Anonymous case study A
Auditing revenue loss across a group of veterinary clinics
Auditing veterinary misbilling to pinpoint problem areas and prioritize corrective action.
The directors of a veterinary group were concerned about misbilling and had reviewed a sample of recent customer invoices to find out the true extent of the problem. They found that a substantial proportion of customer bills included the main procedure but failed to charge for other products and services which their clinical protocols required.
Before taking this up with staff, they wanted to find out the full extent of the problem and understand exactly where these billing errors were occurring. Although they had good data skills in-house, they realized that the complexity of their billing records and the subtleties around their clinical protocols meant that they would need help carrying out a more comprehensive review.
Unpacking complex billing data
Using Sweetfish, we took a large sample of their historic billing data to analyze. They were using an older PMS, so our first challenge was to untangle the complexities of the data, both in terms of its structure and to take account of complex situations such as multiple invoices applying to a single hospital stay.

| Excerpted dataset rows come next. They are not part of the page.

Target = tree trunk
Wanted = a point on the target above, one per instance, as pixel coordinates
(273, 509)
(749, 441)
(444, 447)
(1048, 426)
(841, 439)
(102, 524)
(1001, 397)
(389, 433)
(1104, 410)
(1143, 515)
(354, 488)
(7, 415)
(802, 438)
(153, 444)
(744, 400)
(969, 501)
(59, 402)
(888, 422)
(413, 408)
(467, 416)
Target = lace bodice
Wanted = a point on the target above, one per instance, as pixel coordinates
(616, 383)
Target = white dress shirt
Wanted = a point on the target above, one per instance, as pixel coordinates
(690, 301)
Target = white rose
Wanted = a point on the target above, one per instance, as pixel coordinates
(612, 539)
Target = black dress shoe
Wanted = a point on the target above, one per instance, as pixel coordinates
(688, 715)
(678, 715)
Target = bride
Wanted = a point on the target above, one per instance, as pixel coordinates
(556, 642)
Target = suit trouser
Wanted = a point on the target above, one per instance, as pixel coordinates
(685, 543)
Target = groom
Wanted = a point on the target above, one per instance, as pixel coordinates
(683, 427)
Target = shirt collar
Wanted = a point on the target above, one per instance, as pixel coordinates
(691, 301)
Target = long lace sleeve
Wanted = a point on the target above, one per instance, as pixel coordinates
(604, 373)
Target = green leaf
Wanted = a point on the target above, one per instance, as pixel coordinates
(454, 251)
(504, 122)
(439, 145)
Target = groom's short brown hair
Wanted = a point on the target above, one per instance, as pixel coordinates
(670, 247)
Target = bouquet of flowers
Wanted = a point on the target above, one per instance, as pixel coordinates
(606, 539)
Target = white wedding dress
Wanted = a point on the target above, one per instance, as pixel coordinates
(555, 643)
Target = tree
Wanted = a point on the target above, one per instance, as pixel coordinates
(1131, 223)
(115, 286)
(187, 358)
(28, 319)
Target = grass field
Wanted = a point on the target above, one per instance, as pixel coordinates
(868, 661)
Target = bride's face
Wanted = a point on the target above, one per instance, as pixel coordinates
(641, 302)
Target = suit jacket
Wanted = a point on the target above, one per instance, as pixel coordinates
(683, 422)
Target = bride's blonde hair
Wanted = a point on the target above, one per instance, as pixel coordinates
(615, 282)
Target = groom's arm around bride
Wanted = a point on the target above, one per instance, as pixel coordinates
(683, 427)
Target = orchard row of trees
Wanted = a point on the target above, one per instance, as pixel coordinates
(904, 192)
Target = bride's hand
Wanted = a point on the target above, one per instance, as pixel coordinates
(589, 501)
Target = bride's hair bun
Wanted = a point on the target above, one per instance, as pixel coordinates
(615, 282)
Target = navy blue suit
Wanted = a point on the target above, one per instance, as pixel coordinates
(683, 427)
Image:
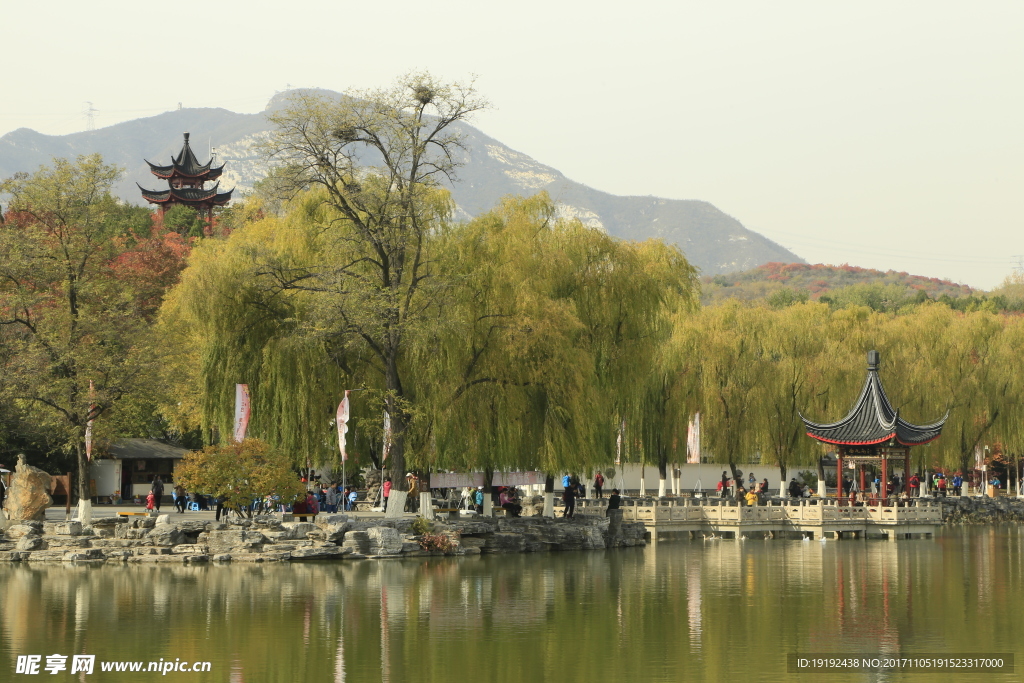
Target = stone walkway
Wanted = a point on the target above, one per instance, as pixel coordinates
(56, 513)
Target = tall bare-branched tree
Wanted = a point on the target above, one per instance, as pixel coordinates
(379, 159)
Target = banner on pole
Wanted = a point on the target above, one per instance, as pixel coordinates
(460, 479)
(619, 444)
(241, 412)
(693, 440)
(88, 426)
(343, 425)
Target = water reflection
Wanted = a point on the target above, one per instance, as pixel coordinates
(671, 611)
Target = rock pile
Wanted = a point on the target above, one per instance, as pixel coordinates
(975, 510)
(267, 539)
(29, 495)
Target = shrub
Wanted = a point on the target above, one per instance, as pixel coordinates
(441, 542)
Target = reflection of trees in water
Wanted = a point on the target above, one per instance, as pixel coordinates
(708, 609)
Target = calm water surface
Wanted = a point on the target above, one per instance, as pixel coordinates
(689, 610)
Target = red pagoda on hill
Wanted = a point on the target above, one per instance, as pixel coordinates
(872, 433)
(185, 178)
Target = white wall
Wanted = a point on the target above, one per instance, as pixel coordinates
(107, 474)
(628, 476)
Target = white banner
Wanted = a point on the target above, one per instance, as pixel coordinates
(518, 478)
(241, 412)
(693, 440)
(88, 426)
(456, 479)
(343, 425)
(460, 479)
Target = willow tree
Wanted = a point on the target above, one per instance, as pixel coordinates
(728, 344)
(798, 353)
(379, 159)
(545, 342)
(223, 326)
(955, 363)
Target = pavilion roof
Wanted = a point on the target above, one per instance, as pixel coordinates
(872, 419)
(188, 196)
(186, 165)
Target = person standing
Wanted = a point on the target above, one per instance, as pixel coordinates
(312, 506)
(568, 498)
(158, 491)
(180, 498)
(509, 502)
(614, 501)
(413, 500)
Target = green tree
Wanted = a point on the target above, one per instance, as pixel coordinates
(185, 221)
(71, 321)
(243, 473)
(378, 159)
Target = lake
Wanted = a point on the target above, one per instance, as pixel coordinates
(712, 610)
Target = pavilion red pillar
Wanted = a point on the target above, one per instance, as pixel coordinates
(885, 477)
(839, 474)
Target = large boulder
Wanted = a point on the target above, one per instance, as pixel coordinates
(384, 541)
(17, 530)
(29, 495)
(165, 535)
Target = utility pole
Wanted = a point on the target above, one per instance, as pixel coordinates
(90, 119)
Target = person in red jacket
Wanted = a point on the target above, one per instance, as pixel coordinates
(913, 483)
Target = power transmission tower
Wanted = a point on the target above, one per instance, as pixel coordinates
(90, 117)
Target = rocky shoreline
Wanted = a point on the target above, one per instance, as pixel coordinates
(979, 510)
(337, 537)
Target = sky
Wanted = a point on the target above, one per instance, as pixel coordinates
(882, 134)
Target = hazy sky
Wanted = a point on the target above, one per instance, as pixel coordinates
(883, 134)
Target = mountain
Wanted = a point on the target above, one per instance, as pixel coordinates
(801, 281)
(713, 241)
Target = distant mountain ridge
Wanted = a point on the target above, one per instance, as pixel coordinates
(713, 241)
(816, 281)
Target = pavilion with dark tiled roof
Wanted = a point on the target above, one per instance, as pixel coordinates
(185, 178)
(872, 432)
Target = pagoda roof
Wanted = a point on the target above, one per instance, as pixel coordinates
(187, 166)
(872, 419)
(188, 196)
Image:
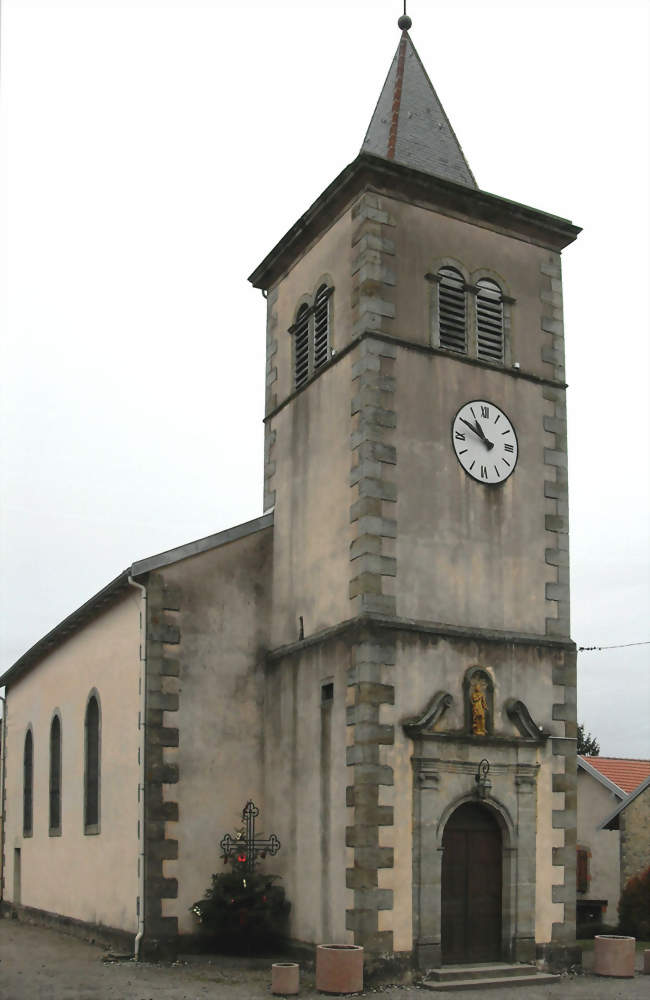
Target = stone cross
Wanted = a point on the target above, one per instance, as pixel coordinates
(244, 847)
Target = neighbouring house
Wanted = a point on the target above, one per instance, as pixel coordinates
(605, 785)
(382, 660)
(632, 819)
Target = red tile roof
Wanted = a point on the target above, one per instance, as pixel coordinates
(627, 774)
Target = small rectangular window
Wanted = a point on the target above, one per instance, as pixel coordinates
(582, 869)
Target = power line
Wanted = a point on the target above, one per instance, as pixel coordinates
(621, 645)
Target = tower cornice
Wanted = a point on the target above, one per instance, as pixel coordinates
(374, 173)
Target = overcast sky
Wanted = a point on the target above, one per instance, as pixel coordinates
(154, 152)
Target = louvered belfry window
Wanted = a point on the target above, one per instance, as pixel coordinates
(452, 310)
(301, 346)
(28, 784)
(321, 326)
(311, 337)
(489, 320)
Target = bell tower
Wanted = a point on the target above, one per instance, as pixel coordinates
(416, 462)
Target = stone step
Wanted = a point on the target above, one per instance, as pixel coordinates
(478, 970)
(490, 983)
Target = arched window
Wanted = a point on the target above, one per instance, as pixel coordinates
(55, 776)
(489, 320)
(452, 326)
(28, 784)
(311, 336)
(321, 326)
(301, 346)
(91, 770)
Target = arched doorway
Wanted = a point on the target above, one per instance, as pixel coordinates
(471, 886)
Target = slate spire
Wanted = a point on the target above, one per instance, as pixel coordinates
(409, 124)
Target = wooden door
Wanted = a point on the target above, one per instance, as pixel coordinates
(471, 886)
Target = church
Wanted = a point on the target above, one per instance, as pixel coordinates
(382, 660)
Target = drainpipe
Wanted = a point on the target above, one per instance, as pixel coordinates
(141, 749)
(3, 812)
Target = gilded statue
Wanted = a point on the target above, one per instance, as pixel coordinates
(478, 701)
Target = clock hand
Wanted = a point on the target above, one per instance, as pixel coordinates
(472, 427)
(479, 431)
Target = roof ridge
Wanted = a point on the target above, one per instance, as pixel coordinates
(635, 760)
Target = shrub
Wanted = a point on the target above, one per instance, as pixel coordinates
(243, 910)
(634, 907)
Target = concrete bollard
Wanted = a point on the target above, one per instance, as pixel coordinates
(285, 978)
(614, 955)
(339, 968)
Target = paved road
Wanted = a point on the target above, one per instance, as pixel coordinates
(40, 964)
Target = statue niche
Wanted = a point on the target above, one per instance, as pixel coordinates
(479, 702)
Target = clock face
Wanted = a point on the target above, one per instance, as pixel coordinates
(485, 442)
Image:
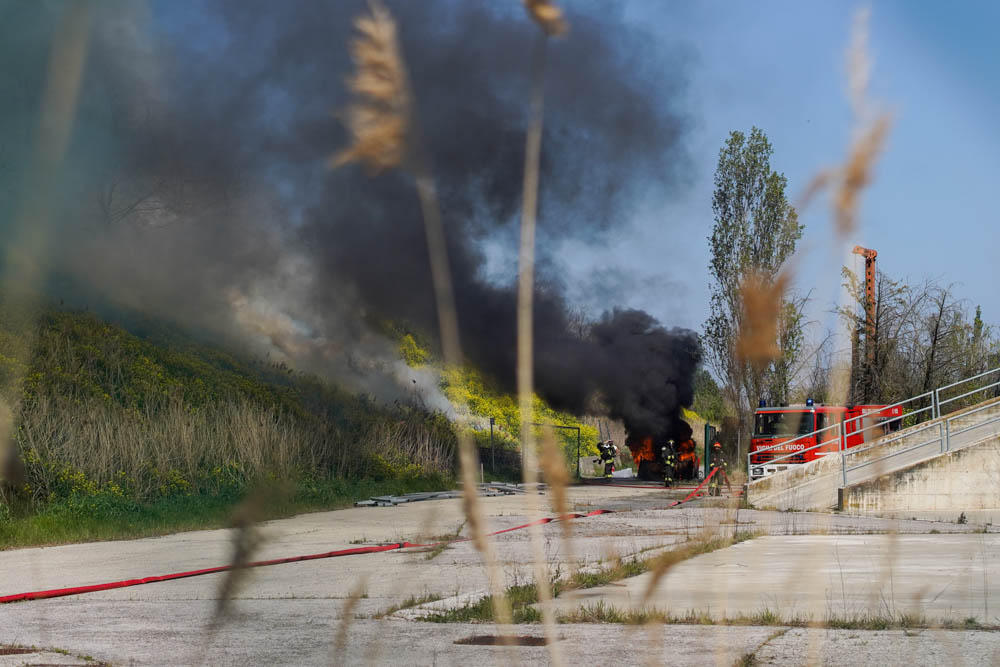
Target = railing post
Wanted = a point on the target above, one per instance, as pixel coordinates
(843, 449)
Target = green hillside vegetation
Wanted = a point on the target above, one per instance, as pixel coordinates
(479, 398)
(121, 434)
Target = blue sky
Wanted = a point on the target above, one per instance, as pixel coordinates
(780, 66)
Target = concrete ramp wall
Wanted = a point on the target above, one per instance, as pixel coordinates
(942, 488)
(816, 486)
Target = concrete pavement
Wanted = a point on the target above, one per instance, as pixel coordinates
(288, 614)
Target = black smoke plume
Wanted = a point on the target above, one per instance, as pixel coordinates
(200, 150)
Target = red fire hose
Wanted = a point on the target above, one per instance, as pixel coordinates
(77, 590)
(703, 483)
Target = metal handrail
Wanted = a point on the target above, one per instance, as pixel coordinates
(936, 403)
(881, 442)
(949, 420)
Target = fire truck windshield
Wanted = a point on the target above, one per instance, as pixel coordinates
(782, 424)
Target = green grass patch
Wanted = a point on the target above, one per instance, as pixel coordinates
(105, 516)
(522, 598)
(604, 613)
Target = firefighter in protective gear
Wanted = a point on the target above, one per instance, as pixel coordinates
(608, 451)
(718, 461)
(668, 453)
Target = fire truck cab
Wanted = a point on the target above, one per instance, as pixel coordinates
(789, 433)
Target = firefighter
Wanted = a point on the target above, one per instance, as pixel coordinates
(668, 453)
(608, 451)
(718, 461)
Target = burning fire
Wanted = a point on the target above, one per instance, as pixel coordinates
(642, 450)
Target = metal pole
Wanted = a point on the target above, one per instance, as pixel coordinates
(578, 452)
(843, 447)
(708, 452)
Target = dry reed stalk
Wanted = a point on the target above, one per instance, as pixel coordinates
(525, 298)
(346, 618)
(548, 15)
(23, 261)
(847, 181)
(383, 122)
(762, 301)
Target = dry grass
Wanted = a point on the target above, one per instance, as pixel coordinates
(379, 120)
(550, 18)
(762, 301)
(385, 130)
(346, 616)
(169, 443)
(23, 269)
(548, 15)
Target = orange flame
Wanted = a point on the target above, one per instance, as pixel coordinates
(642, 450)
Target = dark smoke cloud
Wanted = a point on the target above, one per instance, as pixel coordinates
(222, 112)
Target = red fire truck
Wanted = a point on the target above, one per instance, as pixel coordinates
(791, 433)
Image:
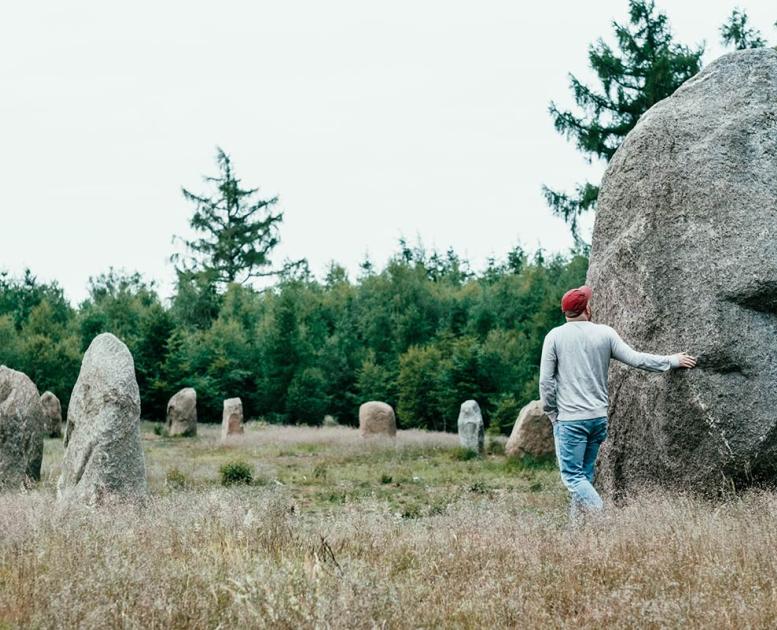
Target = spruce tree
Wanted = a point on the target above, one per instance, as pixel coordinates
(646, 67)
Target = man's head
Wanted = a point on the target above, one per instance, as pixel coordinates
(575, 303)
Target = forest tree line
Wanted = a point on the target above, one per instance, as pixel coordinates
(423, 334)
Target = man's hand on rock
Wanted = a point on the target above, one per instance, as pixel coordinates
(685, 360)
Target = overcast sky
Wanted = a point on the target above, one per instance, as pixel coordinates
(371, 120)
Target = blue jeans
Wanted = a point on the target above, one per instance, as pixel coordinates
(577, 445)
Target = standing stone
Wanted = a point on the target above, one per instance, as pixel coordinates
(182, 413)
(684, 258)
(21, 429)
(103, 452)
(377, 418)
(52, 413)
(471, 434)
(532, 433)
(232, 421)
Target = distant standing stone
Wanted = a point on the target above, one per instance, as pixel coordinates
(232, 422)
(471, 426)
(21, 429)
(103, 452)
(182, 413)
(377, 418)
(532, 433)
(52, 413)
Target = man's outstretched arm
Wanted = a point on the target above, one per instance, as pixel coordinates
(548, 379)
(651, 362)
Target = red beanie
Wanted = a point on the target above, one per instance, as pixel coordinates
(575, 300)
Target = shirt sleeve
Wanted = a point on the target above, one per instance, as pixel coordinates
(624, 353)
(548, 379)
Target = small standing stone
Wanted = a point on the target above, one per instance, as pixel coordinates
(471, 434)
(377, 418)
(232, 422)
(21, 429)
(532, 433)
(52, 413)
(103, 452)
(182, 413)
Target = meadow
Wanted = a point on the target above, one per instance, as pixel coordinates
(338, 532)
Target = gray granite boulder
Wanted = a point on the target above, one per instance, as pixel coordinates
(21, 430)
(232, 419)
(532, 433)
(52, 413)
(684, 258)
(377, 418)
(470, 425)
(103, 452)
(182, 413)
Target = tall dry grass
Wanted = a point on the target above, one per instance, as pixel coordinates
(250, 558)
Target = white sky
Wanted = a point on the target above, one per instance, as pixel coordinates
(370, 120)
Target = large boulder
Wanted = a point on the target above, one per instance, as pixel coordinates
(182, 413)
(470, 426)
(377, 418)
(52, 413)
(103, 453)
(21, 429)
(532, 433)
(232, 419)
(684, 258)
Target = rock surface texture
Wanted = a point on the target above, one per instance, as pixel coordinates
(684, 257)
(532, 433)
(377, 418)
(52, 412)
(182, 414)
(470, 426)
(103, 453)
(21, 429)
(232, 420)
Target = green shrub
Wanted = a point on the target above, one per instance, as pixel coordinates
(236, 472)
(495, 446)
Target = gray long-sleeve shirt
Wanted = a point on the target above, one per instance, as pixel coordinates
(573, 372)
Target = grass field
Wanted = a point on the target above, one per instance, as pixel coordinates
(339, 532)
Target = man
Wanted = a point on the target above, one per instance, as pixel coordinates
(573, 389)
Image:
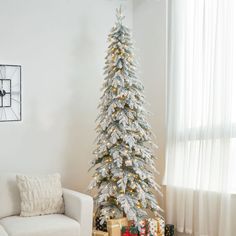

The next step was to analyze all the invoice data and find meaningful patterns amongst the products and services that are typically billed together. We combined machine learning techniques with the insights of our own veterinary team to develop a series of ‘rules’ which captured their clinical protocols in billing terms.
Calculating missed revenues
Sweetfish reviewed thousands of customer invoices and assessed each one against these rules. Wherever a rule was triggered by a missing product or service, Sweetfish calculated the amount of revenue that had been missed, based on their regular price list.
Because veterinary work is complex, there are often exceptions to established practices. So, for each rule we worked with the client to set a reasonable benchmark for compliance. Sweetfish used these benchmark levels to adjust the missed revenue figures to ensure they reflected real-world expectations.